Study Notes on Aircraft Turns, Load Factor, and Spiral Dives

Overview of Turns and Load Factor in Aircraft

• The load factor is crucial for understanding turns in aviation.
  • Definition of Load Factor: The ratio of the lift of an aircraft to its weight.

Forces Acting on an Airplane in a Turn

• An airplane in flight experiences two primary forces:

  • Weight: The gravitational force pulling the aircraft downward.
  • Lift: The aerodynamic force acting upward to counteract weight.

• In a level flight, the lift must equal the weight:
  Lift = Weight

Effects of Turns on Lift and Load Factor

• During a turn, the required lift does not match the weight of the aircraft when turning at angles like 45 degrees.

  • Gentle Turn: Ranges from 0 to 15 degrees.
  • Medium Turn: Ranges from 15 to 30 degrees.
  • Sharp Turn: 45 degrees or more.

• In a turn, less vertical lift is available:

  • A horizontal component of lift assists in executing the turn while maintaining equilibrium.
  • However, this reduces the vertical lift component needed against weight.

Procedures for Managing Turns

• To maintain altitude during steep turns, the pilot must:
  • Pull Up: This action increases vertical lift to counteract the weight when in a turn.
  • If only pulling up, airspeed may decrease due to increased drag.

Understanding Load Factor Increase in Turns

• As the degree of turn increases, the load factor also increases, consequently affecting stall speed:

  • At 40 degrees, the load factor increases to 13%.
  • At 60 degrees, it increases to 40%.
  • At 75 degrees, it can reach 100%.

• Stall Speed Requirements: Stall speeds at various weights need to be maintained to ensure flight safety:

  • Typical stall speed at full weight: approximately 47 knots.

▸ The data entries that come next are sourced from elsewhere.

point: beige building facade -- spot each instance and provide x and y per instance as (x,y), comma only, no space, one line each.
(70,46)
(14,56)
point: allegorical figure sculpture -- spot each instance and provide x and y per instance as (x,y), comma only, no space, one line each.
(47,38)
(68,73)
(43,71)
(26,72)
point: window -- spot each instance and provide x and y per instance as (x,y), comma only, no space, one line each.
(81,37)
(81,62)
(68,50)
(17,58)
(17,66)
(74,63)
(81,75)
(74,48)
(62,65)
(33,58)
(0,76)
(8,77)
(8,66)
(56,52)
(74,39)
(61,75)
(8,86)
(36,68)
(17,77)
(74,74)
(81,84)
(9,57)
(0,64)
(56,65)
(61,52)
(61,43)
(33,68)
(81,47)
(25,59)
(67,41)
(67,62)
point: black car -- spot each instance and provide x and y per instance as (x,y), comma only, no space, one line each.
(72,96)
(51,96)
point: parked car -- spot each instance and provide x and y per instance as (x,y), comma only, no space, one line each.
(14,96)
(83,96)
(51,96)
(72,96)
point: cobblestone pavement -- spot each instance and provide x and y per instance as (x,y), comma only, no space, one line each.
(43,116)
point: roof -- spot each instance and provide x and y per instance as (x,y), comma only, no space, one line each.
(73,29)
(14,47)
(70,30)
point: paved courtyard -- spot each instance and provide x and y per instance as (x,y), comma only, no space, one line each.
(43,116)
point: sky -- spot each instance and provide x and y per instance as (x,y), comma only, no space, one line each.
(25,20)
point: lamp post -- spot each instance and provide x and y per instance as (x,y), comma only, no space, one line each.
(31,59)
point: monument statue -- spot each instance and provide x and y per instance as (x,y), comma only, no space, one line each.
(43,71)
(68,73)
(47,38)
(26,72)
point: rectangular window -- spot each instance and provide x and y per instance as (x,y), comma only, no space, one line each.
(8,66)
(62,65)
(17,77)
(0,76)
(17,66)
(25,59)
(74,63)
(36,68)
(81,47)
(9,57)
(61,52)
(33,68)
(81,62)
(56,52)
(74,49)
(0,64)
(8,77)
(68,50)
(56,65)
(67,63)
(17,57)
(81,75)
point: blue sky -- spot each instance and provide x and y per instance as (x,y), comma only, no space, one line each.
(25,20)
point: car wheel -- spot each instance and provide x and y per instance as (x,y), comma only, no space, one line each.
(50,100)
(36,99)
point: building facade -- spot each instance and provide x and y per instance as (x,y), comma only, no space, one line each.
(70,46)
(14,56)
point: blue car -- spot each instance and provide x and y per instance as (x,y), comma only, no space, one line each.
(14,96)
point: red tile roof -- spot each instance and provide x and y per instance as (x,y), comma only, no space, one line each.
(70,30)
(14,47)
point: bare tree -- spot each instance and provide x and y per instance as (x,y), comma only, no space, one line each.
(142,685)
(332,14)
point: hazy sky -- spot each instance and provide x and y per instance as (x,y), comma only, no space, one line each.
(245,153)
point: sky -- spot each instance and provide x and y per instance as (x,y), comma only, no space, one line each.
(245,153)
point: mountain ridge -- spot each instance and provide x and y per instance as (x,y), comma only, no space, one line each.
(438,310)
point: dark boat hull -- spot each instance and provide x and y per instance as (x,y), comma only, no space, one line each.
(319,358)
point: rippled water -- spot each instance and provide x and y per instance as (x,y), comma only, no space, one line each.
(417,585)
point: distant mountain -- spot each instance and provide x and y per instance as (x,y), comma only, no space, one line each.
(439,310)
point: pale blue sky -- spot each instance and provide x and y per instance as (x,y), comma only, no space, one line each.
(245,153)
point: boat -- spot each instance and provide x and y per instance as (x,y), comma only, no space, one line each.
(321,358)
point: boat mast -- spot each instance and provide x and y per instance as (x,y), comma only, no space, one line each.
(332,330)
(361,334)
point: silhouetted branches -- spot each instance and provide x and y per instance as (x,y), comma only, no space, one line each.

Speed Maintenance and Trim

• To sustain airspeed during turns and avoid stalling:
  • Pilots may use elevator trim to relieve control pressure.
  • Leveling Out: In a turn context, leveling out at 22.5 degrees is necessary for stability.

Forces in Turns

• When turning, a pilot experiences:
  • Centripetal Force: Required to keep the aircraft in a circular path.
  • Centrifugal Force: The perceived force pushing away from the turn.
  • When these forces act together, they affect drag and require power adjustments.

Power Management in Turns

• Key procedures during a turn include:
  1. Look around for safety checks.
  2. Initiate the turn while maintaining optimal degrees of bank.
  3. At 30 degrees of bank, pull up and add power to counteract load factors.
  4. Complete a full 360-degree turn, using back pressure to maintain lift.
  5. To exit, reduce power gradually while rolling out of the turn at about 30 degrees.

Concept of Spiral Dive

• Spiral Dive: A dangerous scenario caused by neglecting control inputs or excessive bank angles.
  • Indicates a rapid descent with inappropriate back pressure resulting.
  • Increased angle of descent correlates with increased airspeed, possibly leading to structural failure if beyond safety limits.

Recovery from Spiral Dives

• Procedures for recovery:

  1. Power first: Reduce throttle to idle to reduce speed risk.
  2. Roll wings level to regain control.
  3. Pull out of the dive steadily to avoid structural stress.

• Note on Aircraft Flexibility:

  • Aircraft can twist but not flex and roll simultaneously without risking structural damage.

Emphasis on Safety Measures

• Procedures in aviation are critical; pilots are trained to follow structured responses to avoid accidents.
  • Exercises like spiral dives are for dual instruction only, emphasizing the need for instructor guidance during high-risk maneuvers.